Whether Potter was performing work-related duties or employing normal means of ingress and egress to his work station that exposed him to the danger sought to be protected against by section 1670(f), he was subject to the requirements of section 1670(f). (See, Nicholson-Brown, Inc., Cal/OSHA App. 77-024, Decision After Reconsideration (Dec. 20, 1979).) We find that Potter’s presence on the face of the wall required him to be tied-off at all times because the acts he was performing exposed him to falling from the wall.

Employer’s position implicitly acknowledges that section 1670(f) was violated. Employer claims, however, that the ALJ should not have found a serious violation because Employer did not know, and could not have known with the exercise of reasonable diligence that Potter was not tied-off at the time he fell. Employer bases its argument on the fact that Klug saw Potter a moment before he fell and Potter was tied-off at that time. Its position is that its foreman is not required to constantly observe employees and that it is reasonable to rely on the knowledge that Potter complied with its policy of securing his lanyard while working on the wall and therefore it should not be charged with knowledge of the violative condition.

However, the facts of this case indicate that Employer had a policy allowing employees to un-hook the lanyard while moving from one location to another even if it exposed them to falling more than six feet. We find that because Employer had this policy it was aware employees such as Potter might not be tied-off at heights above 7½ feet at times when they were moving to or “accessing” a new location. Under the facts of this case, we find such a policy to be ill advised. The policy does not excuse Employer’s responsibility in this case because if Employer had a policy allowing workers to un-hook their lanyards knowledge has to be imputed to Employer that workers would do just that when changing locations.

There is no dispute that there is a substantial probability that serious physical harm could result from this violation. In order to establish a serious violation the Division must prove that the employer had knowledge or with reasonable diligence could have known of the violative condition. (Labor Code § 6432(a).)5 Here, Employer’s policy admittedly permits employees to move about the wall freely until they are engaged in a work activity at which time they are required to be tied-off when they are more than six feet above the ground.

Employer’s policy of not requiring employees to tie-off while moving from one location to another exposed the workers to a danger of falling and may not be used to alleviate its statutory responsibility of providing a safe place of employment. Similarly, it cannot be the basis of avoiding a serious classification. We find that the violation was properly classified as serious.

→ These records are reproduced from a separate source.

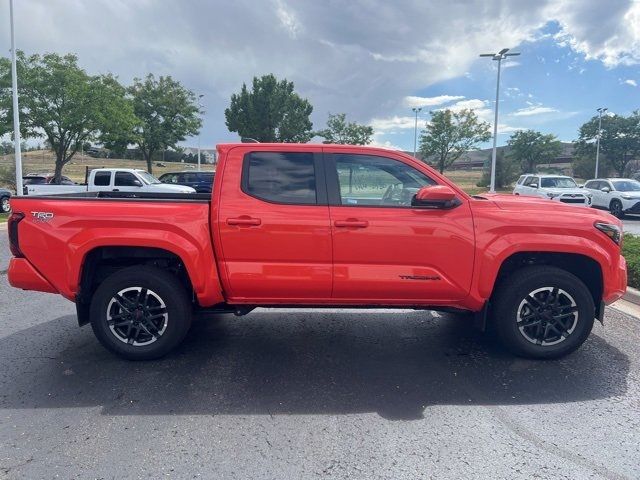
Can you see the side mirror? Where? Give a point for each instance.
(435, 196)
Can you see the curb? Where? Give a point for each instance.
(632, 295)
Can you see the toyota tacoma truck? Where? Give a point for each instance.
(309, 226)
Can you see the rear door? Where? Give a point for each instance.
(385, 251)
(273, 227)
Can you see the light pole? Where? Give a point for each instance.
(199, 105)
(16, 112)
(501, 55)
(416, 110)
(600, 111)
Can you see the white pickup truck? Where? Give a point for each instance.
(111, 180)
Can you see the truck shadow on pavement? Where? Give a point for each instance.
(278, 363)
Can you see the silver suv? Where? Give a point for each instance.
(558, 188)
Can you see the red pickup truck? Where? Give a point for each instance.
(319, 226)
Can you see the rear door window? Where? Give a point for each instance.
(125, 179)
(280, 177)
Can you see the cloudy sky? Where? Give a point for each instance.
(372, 59)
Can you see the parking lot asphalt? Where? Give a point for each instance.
(305, 394)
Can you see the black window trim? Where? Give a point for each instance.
(321, 184)
(333, 184)
(107, 174)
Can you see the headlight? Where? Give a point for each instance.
(610, 230)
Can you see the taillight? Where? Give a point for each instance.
(14, 245)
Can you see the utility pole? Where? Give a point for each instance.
(199, 105)
(600, 111)
(16, 112)
(416, 110)
(501, 55)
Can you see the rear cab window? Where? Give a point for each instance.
(102, 179)
(370, 180)
(281, 177)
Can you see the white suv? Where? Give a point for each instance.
(618, 195)
(558, 188)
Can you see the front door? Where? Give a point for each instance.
(273, 224)
(386, 251)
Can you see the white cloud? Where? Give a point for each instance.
(394, 124)
(412, 101)
(364, 61)
(606, 31)
(533, 110)
(287, 18)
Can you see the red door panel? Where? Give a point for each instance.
(402, 255)
(271, 253)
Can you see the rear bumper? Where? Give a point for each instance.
(616, 286)
(22, 275)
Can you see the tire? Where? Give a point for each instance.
(150, 316)
(616, 209)
(5, 206)
(559, 329)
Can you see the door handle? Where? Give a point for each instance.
(351, 223)
(244, 221)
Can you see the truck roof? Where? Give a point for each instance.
(224, 147)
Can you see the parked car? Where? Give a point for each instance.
(618, 195)
(202, 182)
(44, 178)
(558, 188)
(5, 197)
(312, 225)
(111, 180)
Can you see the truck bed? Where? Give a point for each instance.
(193, 197)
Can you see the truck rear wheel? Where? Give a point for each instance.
(542, 312)
(140, 312)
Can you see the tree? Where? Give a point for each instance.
(341, 132)
(61, 102)
(449, 134)
(167, 113)
(507, 170)
(271, 112)
(531, 148)
(619, 143)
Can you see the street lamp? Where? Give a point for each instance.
(199, 105)
(16, 112)
(600, 111)
(416, 110)
(501, 55)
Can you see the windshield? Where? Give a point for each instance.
(147, 177)
(559, 182)
(626, 185)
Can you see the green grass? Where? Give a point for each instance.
(631, 252)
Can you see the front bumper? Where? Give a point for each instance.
(22, 275)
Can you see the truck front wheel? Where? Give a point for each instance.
(542, 312)
(140, 312)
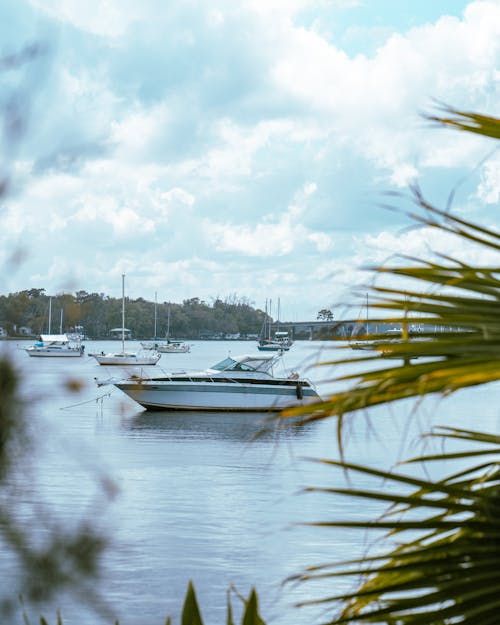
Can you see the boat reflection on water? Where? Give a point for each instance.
(246, 427)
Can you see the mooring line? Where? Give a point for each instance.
(88, 401)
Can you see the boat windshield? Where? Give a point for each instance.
(253, 364)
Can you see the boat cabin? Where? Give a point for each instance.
(261, 363)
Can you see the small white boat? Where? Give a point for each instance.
(55, 345)
(173, 347)
(126, 358)
(168, 346)
(242, 383)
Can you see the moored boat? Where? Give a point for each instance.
(126, 357)
(241, 383)
(55, 345)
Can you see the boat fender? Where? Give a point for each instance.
(298, 390)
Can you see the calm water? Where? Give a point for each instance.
(199, 497)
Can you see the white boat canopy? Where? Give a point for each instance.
(54, 338)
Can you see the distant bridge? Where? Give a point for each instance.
(314, 329)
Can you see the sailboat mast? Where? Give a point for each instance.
(123, 312)
(270, 317)
(156, 303)
(367, 317)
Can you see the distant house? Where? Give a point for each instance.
(116, 333)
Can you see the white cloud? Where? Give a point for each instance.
(489, 188)
(236, 135)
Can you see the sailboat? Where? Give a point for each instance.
(281, 340)
(123, 357)
(169, 346)
(55, 345)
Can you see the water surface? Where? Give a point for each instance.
(198, 495)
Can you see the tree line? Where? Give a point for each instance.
(98, 313)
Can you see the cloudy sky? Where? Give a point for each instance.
(234, 147)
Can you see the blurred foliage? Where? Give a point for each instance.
(439, 560)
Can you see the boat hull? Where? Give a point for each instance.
(213, 396)
(126, 359)
(52, 353)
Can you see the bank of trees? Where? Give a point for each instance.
(97, 313)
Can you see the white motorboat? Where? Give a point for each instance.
(242, 383)
(126, 358)
(55, 345)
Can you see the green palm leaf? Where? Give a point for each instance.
(445, 566)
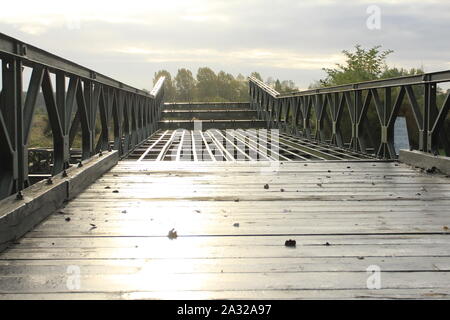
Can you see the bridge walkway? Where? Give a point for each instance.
(232, 220)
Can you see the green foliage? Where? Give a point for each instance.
(169, 88)
(207, 83)
(361, 65)
(185, 85)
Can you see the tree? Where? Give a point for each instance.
(206, 83)
(184, 85)
(361, 65)
(225, 86)
(169, 88)
(256, 75)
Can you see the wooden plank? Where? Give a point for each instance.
(345, 218)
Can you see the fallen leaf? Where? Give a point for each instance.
(290, 243)
(172, 234)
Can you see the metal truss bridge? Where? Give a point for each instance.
(138, 197)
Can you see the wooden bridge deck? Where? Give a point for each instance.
(344, 216)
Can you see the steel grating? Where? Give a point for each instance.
(237, 145)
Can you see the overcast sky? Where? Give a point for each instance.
(131, 39)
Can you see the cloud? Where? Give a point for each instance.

The Board affirms the ALJ’s decision finding a serious violation of section 1670(f) and the assessment of a $5,000 civil penalty.


FILED ON: March 8, 2002

1 Unless otherwise specified, all section references are to Title 8, California Code of Regulations.
2 A wedge is a piece of wood, metal, or other hard material, thick at one end and tapering to a thin edge at the other. Harris, Dictionary of Architecture and Construction, 1975 p. 539. Here it was used as a means for lining up the panels that made up the wall.
3 Subsection (f) was renumbered subsection (e); 2000 Reg. No.47, 11/24/2000.
4 Structure is defined in relevant part in section 1504 as “any piece of work artificially built up or composed of parts joined together in some definite manner.”
5 On 1/1/2000, the second part of Labor Code section 6432 renumbered to section 6432(c) and the burden of proof was placed upon the employer. Section 6432(c) now reads: “Notwithstanding subdivision (a), a serious violation shall not be deemed to exist if the employer can demonstrate that it did not, and could not with the exercise of reasonable diligence, know of the presence of the violation.”